Wer ebenfalls gegen die Entnazifizierung bellte, das war der sozialdemokratische Apparat. In Vorarlberg brachte es der rote Arbeiterkammerpräsident Anton Linder auf den Punkt: Man müsse „durch wahre menschliche Solidarität das traurige Erbe des Faschismus liquidieren“ und „den Geist des Misstrauens und des Hasses überwinden“. Darin liegt der wahre Kern der „Aufarbeitung“. Einstampfen aller Erfahrungen. Schluss mit dem Gejammere von Klassengesellschaft und Ausbeutung und damit kein Zulassen der Meinungen aller Aktivisten, die sich zuvor antinazistisch betätigten. Zudem war das Personal in der Justiz und die Verwaltungsbeamten neben dem Chef noch dasselbe wie während dem NS. Wer mit Behörden zu tun hatte oder lohnabhängig war, hielt besser den Mund. In diesem Klima etablierte sich auch die Schutzbehauptung, man hätte von allem nichts gewusst. Es versteht sich von selbst, dass man lieber in die Defensive ging, da es auch von den Arbeiterparteien nicht nur keine Rückendeckung gab, sondern Zurechtweisungen. Der gesellschaftliche Konflikt wurde durch eine neue „nationale Einheit“ und Burgfriedenpolitik komplett zugedreht.
Heute daraus lernen?
Ein Neuanfang 1945 hätte bedeuten müssen: ein kompletter sozialer und politischer Neuanfang. Das arisierte Kleineigentum hätte man zurückgeben müssen, die Groß-Profiteure aus Zwangsarbeit und dem KZ-System (und das waren alle Großkapitalisten Deutschlands und Österreichs) hätten enteignet werden müssen. Die Produktion in den 6000 „herrenlosen Betrieben“ wurde von den Arbeitern selbst wieder hochgefahren, die Arbeiterkontrolle über die Produktion wurde in vielen Betrieben spontan hergestellt. Eine Arbeiterregierung hätte einen Aufruf an das Exil und die Überlebenden lanciert, zurück zu kommen und hier zu bleiben.
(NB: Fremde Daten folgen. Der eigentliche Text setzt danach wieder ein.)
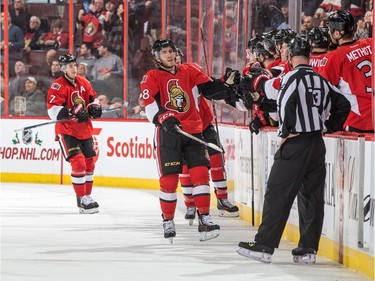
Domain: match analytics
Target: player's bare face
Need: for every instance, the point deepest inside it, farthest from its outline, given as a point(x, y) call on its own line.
point(168, 58)
point(71, 70)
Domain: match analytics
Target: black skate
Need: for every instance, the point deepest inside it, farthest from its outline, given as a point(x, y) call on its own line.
point(255, 251)
point(86, 205)
point(169, 230)
point(190, 214)
point(226, 209)
point(304, 255)
point(93, 201)
point(207, 228)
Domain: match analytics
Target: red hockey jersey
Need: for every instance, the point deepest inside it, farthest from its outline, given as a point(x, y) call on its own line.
point(349, 68)
point(164, 91)
point(64, 94)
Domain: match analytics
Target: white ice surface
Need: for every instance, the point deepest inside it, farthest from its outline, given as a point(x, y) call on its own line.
point(44, 238)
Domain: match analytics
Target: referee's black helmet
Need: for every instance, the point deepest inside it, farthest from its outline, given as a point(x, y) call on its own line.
point(299, 47)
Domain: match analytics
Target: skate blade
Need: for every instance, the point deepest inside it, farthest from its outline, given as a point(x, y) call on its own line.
point(88, 211)
point(209, 235)
point(306, 259)
point(225, 214)
point(258, 256)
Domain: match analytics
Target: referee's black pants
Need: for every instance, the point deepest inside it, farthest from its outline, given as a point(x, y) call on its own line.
point(298, 169)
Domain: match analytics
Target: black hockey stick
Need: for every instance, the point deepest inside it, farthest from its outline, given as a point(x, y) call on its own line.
point(212, 102)
point(252, 179)
point(125, 104)
point(208, 144)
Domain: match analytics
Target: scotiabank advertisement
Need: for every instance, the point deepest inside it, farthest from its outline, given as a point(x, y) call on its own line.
point(125, 149)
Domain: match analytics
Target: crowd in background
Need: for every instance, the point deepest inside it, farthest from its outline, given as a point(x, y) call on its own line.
point(37, 38)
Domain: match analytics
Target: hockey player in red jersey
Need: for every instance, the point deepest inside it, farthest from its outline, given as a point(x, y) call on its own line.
point(71, 99)
point(217, 169)
point(350, 69)
point(170, 94)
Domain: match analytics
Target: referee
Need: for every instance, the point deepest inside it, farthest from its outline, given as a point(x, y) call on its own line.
point(308, 105)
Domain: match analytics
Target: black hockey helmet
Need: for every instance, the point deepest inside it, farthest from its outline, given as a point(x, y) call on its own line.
point(66, 59)
point(259, 49)
point(284, 36)
point(299, 47)
point(319, 37)
point(342, 21)
point(160, 44)
point(269, 45)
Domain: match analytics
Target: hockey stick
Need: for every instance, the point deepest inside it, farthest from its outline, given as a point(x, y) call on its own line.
point(208, 144)
point(212, 102)
point(252, 179)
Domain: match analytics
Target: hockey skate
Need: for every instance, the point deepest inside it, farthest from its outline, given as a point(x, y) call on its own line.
point(169, 230)
point(93, 201)
point(226, 209)
point(190, 214)
point(304, 255)
point(255, 251)
point(207, 228)
point(86, 205)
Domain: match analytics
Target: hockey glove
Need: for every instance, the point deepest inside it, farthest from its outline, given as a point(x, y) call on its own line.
point(80, 113)
point(231, 77)
point(258, 76)
point(167, 120)
point(94, 109)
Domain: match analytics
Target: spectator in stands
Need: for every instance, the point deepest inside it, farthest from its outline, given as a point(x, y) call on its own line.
point(82, 70)
point(280, 20)
point(86, 55)
point(91, 22)
point(16, 83)
point(33, 35)
point(307, 24)
point(104, 101)
point(114, 27)
point(55, 39)
point(35, 99)
point(309, 6)
point(108, 66)
point(20, 17)
point(15, 42)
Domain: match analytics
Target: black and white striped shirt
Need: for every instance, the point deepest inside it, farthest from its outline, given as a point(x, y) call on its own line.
point(307, 102)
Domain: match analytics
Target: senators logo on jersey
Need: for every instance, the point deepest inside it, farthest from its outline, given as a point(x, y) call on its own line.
point(77, 99)
point(178, 99)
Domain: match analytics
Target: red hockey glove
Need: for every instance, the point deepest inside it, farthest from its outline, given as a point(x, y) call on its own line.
point(167, 120)
point(94, 109)
point(231, 77)
point(80, 113)
point(258, 77)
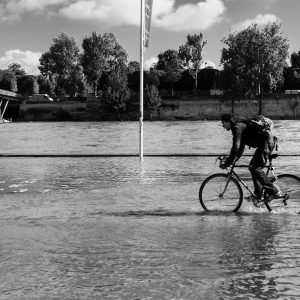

Stattdessen stellten sich die Reformisten von SPÖ und KPÖ in den Dienst des kapitalistischen Wiederaufbaus und die Profiteure der faschistischen Hyperausbeutung füllen bis heute die Liste der reichsten Familien Österreichs und Deutschlands.
In der Schule hört man nichts von Profiteuren des Nationalsozialismus. Weil es um ein unehrliches „Nie wieder!“ geht, beschränkt man sich fast ausschließlich auf Kriegsverbrechen und Verfolgung. Dort heißt es dann: jeder wusste von den Deportationen, aber niemand habe was dagegen gemacht. Naziterror gegen die eigene Bevölkerung wird einfach ausgeklammert und ersetzt durch Feigheit oder gleich durch Antisemitismus als überhistorische ideologische Konstante aller Deutschen und Österreicher. Damit verkommt die Erinnerung an den NS und all seine Verbrechen endgültig zum dummen Moralisieren. Das ist ganz im Interesse der herrschenden Klasse. Lieber wiederholt man die Nazipropaganda von der „Volksgemeinschaft“ anstatt von Klassengesellschaft zu reden. Dahinter stecken damals wie heute manifeste Profitinteressen.